Quotes about Michael E. Porter
[edit]- Business strategy probably predates Michael Porter. Probably. But today, it is hard to imagine confronting the discipline without reckoning with the Harvard Business School professor, perhaps the world's best-known business academic. His first book, Competitive Strategy: Techniques for Analyzing Industries and Competitors (Free Press, 1980), is in its 53rd printing and has been translated into 17 languages. For years, excerpts from that and other Porter works have been required reading in "Competition and Strategy," the first-year course that every Harvard MBA student must take.
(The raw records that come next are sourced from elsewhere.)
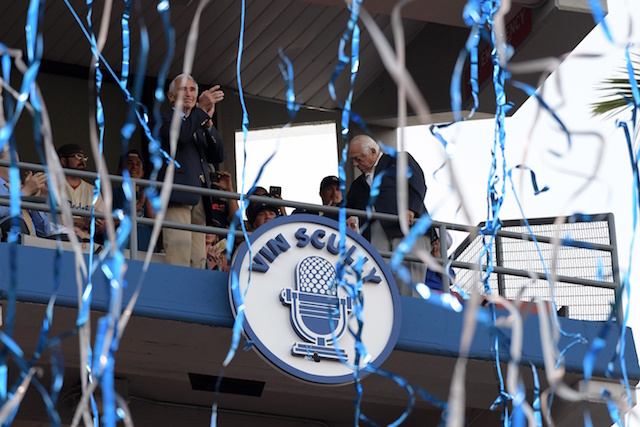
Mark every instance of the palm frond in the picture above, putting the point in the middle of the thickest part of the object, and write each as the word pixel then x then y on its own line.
pixel 616 92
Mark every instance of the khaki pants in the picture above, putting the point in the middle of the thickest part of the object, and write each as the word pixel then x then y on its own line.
pixel 381 242
pixel 185 248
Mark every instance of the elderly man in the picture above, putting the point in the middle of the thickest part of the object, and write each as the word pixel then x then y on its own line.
pixel 386 235
pixel 198 143
pixel 79 193
pixel 37 222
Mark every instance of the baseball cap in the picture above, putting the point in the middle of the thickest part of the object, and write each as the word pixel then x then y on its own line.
pixel 131 153
pixel 69 150
pixel 255 208
pixel 328 181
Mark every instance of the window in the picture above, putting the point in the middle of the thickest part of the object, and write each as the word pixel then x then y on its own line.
pixel 303 156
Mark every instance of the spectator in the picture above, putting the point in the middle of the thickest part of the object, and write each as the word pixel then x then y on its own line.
pixel 133 162
pixel 37 222
pixel 198 144
pixel 216 253
pixel 260 213
pixel 223 209
pixel 386 235
pixel 331 196
pixel 79 193
pixel 433 279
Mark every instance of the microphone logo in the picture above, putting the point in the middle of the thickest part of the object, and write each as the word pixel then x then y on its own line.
pixel 318 315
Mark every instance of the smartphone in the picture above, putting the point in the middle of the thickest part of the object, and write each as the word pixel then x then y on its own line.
pixel 214 177
pixel 275 191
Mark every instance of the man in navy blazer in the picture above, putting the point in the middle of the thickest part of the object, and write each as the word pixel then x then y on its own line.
pixel 366 155
pixel 198 144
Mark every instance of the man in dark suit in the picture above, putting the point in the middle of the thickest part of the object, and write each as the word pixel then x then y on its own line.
pixel 198 144
pixel 365 154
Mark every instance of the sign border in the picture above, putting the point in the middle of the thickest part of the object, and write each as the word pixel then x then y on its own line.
pixel 238 261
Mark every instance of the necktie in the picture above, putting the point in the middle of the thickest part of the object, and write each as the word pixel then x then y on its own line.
pixel 26 216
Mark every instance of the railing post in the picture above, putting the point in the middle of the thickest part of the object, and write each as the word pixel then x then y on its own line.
pixel 499 263
pixel 133 236
pixel 444 250
pixel 615 267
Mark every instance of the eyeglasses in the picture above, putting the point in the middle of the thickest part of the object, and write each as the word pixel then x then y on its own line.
pixel 78 156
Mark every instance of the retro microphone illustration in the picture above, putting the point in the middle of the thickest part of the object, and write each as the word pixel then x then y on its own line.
pixel 318 314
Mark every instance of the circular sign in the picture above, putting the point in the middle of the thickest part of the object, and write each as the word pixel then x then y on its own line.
pixel 297 311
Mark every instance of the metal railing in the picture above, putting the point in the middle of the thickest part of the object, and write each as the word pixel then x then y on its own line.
pixel 509 279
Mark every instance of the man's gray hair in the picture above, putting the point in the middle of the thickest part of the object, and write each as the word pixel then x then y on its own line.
pixel 172 85
pixel 368 144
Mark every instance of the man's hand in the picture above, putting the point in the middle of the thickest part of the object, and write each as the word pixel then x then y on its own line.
pixel 34 183
pixel 410 216
pixel 225 181
pixel 209 98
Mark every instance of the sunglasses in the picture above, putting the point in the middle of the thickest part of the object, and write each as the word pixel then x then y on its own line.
pixel 78 156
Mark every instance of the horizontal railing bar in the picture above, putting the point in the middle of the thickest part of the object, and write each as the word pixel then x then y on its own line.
pixel 473 230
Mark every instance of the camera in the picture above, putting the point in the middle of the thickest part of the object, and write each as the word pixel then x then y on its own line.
pixel 275 191
pixel 214 176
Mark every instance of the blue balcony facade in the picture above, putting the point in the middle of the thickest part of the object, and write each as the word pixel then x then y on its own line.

Porter's strategy frameworks have suffered some ambivalence over the years in academic circles — yet they have proved wildly compelling among business leaders around the world.
- Keith H. Hammonds, "Michael Porter’s big ideas." fast company 44. March (2001): 150-155.
- When you read what’s in the World Economic Forum Competitiveness Yearbooks, you think this is just sort simplistic, arbitrary and vague. Nevertheless, these are also comfort blankets for high-level executives, it gives them what they need, hence commanding such fees. So if I am a bit scornful it is only because people like Michael Porter are manifestly and deliberately in the business of over-simplification. He did it for Ronald Regan in the mid-80s, he’s been doing it for corporations since the 70s, and he’s been doing it ever since. He produces methodological tools through which the world gets governed... Whereas Hayek sought to remind us that the world cannot be easily reduced to a set of simple facts, Porter has built his career on seeking to demonstrate precisely the opposite.